Nettle fibre isn’t new of course, people have been using stinging nettles for making cloth for more than 2000 years until a few hundreds years ago when cotton got more popular and nettle was forgotten about. It’s slowly rediscovered today in the search for new, ecologically friendly fibres.

Nettles need hardly any protection from pests and diseases, grow with little water and don’t need a hot climate to grow. Cotton in contrast needs a lot of water to grow, a hot climate and is prone to pest and disease resulting in lots of pesticides sprayed.

So nettle is a wonderful alternative to cotton, it’s soft and strong and spins much like wool.
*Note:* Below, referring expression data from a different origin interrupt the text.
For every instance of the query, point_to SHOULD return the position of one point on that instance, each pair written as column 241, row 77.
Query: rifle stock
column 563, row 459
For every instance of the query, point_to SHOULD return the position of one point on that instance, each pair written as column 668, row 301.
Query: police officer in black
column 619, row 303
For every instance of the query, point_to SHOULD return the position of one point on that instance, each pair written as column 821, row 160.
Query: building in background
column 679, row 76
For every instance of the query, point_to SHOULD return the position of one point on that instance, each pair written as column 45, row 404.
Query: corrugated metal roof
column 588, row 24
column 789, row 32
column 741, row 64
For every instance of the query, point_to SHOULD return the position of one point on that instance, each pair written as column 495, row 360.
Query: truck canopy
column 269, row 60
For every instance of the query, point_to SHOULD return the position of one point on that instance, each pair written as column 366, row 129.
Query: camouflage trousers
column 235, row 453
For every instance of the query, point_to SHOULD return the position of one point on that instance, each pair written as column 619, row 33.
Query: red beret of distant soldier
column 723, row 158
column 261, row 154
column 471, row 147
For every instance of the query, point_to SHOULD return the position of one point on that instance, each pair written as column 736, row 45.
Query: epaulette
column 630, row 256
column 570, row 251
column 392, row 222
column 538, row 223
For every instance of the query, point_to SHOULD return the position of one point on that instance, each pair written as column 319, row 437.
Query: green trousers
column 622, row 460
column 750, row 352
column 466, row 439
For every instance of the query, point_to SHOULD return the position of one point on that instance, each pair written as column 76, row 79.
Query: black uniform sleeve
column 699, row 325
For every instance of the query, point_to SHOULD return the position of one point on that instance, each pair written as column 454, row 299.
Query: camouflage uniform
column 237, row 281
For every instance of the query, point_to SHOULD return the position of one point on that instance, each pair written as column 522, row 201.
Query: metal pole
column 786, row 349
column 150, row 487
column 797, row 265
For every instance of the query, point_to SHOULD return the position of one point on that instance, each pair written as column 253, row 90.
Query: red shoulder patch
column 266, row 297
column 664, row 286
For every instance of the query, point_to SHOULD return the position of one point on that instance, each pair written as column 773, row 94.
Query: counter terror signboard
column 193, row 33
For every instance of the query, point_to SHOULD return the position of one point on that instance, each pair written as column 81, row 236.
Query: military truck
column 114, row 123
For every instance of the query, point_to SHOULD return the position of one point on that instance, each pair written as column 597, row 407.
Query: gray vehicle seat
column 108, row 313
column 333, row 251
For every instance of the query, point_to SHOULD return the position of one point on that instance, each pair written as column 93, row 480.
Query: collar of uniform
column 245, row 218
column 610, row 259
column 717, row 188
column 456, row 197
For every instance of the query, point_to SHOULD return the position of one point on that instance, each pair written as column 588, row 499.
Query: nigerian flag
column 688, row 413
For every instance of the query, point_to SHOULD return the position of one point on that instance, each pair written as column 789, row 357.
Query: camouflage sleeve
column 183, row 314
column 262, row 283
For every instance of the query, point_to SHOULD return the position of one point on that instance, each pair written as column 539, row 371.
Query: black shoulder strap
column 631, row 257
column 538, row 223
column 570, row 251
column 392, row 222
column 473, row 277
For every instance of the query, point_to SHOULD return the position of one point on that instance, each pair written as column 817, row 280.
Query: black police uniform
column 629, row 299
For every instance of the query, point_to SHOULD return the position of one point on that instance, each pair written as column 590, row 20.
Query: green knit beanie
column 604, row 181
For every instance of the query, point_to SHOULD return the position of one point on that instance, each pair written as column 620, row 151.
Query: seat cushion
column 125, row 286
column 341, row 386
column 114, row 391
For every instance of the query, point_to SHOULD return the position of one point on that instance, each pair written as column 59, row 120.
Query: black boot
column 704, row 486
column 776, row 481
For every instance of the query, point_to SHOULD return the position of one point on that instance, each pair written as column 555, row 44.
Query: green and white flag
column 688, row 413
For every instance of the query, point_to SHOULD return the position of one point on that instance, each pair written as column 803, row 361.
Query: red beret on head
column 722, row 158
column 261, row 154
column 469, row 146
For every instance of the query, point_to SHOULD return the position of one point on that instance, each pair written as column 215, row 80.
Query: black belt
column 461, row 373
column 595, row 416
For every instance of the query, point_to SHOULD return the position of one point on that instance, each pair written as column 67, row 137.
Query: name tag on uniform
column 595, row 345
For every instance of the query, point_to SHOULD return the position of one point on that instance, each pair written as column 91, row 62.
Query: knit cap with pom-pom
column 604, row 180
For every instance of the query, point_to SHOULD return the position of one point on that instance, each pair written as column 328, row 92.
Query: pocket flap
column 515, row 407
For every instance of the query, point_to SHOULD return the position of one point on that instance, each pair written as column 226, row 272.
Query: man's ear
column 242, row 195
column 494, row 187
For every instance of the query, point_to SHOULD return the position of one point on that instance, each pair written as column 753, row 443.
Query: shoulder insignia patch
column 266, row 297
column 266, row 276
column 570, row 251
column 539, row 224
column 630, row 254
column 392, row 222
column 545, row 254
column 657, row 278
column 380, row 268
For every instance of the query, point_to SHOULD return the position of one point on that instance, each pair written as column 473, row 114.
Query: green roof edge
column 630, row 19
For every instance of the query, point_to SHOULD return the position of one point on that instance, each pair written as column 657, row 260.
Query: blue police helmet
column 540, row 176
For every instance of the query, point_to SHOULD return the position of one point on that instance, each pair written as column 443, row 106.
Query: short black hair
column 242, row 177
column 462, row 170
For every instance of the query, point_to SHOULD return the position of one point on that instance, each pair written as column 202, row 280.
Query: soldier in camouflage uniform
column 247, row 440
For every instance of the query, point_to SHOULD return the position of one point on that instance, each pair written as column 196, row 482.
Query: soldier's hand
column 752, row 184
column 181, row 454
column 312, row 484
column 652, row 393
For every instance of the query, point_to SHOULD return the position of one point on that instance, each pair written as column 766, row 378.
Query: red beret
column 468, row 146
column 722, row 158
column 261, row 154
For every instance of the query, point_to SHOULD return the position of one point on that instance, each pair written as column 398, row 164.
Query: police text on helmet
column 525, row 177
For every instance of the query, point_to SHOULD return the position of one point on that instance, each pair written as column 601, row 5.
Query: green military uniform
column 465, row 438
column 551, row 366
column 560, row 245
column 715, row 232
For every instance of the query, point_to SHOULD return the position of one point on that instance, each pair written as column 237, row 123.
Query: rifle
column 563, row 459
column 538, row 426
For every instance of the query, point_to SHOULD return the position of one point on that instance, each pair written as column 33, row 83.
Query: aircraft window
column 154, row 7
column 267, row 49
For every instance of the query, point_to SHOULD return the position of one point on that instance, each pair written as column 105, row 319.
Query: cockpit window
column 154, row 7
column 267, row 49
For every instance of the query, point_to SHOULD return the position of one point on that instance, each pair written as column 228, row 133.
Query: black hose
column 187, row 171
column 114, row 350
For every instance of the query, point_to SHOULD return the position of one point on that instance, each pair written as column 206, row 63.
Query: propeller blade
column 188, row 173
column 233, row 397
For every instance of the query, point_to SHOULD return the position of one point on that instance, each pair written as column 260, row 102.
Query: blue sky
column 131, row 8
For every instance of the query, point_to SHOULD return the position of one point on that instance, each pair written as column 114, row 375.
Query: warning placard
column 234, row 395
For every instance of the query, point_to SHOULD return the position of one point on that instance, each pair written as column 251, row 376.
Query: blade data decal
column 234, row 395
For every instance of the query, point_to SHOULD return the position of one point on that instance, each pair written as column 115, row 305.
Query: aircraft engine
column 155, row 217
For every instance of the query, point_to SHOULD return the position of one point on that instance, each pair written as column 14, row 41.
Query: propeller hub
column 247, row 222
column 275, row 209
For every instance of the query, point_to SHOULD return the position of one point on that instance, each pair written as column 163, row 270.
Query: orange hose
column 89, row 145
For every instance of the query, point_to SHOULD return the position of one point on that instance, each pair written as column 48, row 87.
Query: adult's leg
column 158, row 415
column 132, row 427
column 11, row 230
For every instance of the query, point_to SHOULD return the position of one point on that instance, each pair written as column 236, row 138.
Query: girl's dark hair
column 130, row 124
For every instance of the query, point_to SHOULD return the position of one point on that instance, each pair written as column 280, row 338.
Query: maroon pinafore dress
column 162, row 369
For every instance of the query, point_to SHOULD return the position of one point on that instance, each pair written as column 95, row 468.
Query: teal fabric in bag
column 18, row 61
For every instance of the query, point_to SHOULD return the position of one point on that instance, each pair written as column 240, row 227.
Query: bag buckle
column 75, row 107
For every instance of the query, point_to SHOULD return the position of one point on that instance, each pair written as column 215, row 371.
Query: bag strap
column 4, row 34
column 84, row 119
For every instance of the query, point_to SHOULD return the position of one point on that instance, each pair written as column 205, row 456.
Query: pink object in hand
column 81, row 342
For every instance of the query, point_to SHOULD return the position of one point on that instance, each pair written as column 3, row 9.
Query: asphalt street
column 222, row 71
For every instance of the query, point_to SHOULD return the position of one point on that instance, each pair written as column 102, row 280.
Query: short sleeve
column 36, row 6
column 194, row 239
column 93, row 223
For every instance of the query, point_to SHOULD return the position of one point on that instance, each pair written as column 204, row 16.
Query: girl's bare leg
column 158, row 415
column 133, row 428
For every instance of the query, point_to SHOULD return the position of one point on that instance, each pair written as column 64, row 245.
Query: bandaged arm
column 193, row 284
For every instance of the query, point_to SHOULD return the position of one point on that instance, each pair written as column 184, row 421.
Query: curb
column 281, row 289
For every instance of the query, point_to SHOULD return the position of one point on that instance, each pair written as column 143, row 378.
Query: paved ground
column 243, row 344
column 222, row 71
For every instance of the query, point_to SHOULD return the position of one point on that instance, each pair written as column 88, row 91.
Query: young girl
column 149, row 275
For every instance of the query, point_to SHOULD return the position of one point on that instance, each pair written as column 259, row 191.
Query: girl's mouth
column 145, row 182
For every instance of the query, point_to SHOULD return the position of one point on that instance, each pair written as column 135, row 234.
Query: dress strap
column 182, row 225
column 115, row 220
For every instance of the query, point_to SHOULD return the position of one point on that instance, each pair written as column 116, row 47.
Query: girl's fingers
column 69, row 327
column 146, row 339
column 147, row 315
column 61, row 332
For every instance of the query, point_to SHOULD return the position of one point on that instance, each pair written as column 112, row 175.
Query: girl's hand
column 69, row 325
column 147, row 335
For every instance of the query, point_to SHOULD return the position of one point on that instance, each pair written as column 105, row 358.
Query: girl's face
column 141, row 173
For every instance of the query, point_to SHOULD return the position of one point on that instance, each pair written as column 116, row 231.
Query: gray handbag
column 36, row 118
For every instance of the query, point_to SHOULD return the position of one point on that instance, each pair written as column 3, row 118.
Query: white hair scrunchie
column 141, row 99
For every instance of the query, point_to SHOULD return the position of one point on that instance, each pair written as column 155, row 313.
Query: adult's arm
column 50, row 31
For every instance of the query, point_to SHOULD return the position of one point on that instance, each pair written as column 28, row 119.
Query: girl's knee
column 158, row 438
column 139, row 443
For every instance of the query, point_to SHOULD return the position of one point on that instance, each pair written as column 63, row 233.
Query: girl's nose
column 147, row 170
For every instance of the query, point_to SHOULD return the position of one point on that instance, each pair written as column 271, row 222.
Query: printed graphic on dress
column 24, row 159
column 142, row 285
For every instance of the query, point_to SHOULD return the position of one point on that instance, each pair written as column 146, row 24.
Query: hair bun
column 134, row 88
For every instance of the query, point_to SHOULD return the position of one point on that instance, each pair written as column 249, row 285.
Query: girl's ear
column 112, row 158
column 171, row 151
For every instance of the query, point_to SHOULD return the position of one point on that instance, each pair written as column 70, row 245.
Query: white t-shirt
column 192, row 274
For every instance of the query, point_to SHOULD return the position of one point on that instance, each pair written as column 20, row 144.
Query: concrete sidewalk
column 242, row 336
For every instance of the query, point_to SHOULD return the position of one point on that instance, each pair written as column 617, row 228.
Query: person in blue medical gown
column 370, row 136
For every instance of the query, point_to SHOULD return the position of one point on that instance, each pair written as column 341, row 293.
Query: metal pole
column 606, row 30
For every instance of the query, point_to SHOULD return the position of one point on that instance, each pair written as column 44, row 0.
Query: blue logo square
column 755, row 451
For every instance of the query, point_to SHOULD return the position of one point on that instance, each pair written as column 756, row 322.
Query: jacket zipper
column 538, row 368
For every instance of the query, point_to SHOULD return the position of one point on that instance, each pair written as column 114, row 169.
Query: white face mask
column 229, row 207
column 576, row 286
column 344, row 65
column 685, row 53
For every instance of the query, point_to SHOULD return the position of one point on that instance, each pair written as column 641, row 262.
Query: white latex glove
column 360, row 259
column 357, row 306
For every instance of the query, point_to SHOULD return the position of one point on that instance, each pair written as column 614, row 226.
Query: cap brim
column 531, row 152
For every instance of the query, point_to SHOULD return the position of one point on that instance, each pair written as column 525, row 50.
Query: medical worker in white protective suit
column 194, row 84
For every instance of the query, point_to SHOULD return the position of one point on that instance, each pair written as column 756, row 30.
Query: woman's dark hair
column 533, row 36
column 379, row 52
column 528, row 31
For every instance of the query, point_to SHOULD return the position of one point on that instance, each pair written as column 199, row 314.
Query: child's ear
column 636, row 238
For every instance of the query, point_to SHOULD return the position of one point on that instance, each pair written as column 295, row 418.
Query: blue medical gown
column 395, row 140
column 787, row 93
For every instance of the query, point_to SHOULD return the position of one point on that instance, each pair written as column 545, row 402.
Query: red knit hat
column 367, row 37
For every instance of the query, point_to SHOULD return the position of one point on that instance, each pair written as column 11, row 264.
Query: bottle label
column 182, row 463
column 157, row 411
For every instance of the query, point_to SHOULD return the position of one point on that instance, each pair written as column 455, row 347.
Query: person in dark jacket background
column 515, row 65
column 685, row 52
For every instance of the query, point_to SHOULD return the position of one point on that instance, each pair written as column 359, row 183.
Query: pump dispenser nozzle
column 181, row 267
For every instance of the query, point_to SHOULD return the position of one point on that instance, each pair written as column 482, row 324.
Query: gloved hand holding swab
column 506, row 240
Rose fibre is a new cellulose fibre made from rose bushes. It has a very luxurious feel to it so like silk.

Exploring New Fibres

After blending I hand painted the fibre using magenta and lemon yellow Procion MX dyes. I describe the handpainting dye method in this blog post, just exchange the citric acid for soda ash and salt and use Procion MX dyes instead of Acid Dyes.

Then I spun the fibres on my spinning wheel and made a three ply yarn.

Exploring New Fibres

I love creating my own patterns and try out different stitches. So here I used a starry crochet stitch for the front and back panels, it’s a very lovely stitch I find, and a ribbed stitch for the sleeves.

I get all my fibres at World Of Wool, they sell a lot of unusual fibres, I also like their wool blends. Now that winter is close I will start blending some of these plant fibres with wool to see what effects can be achieved.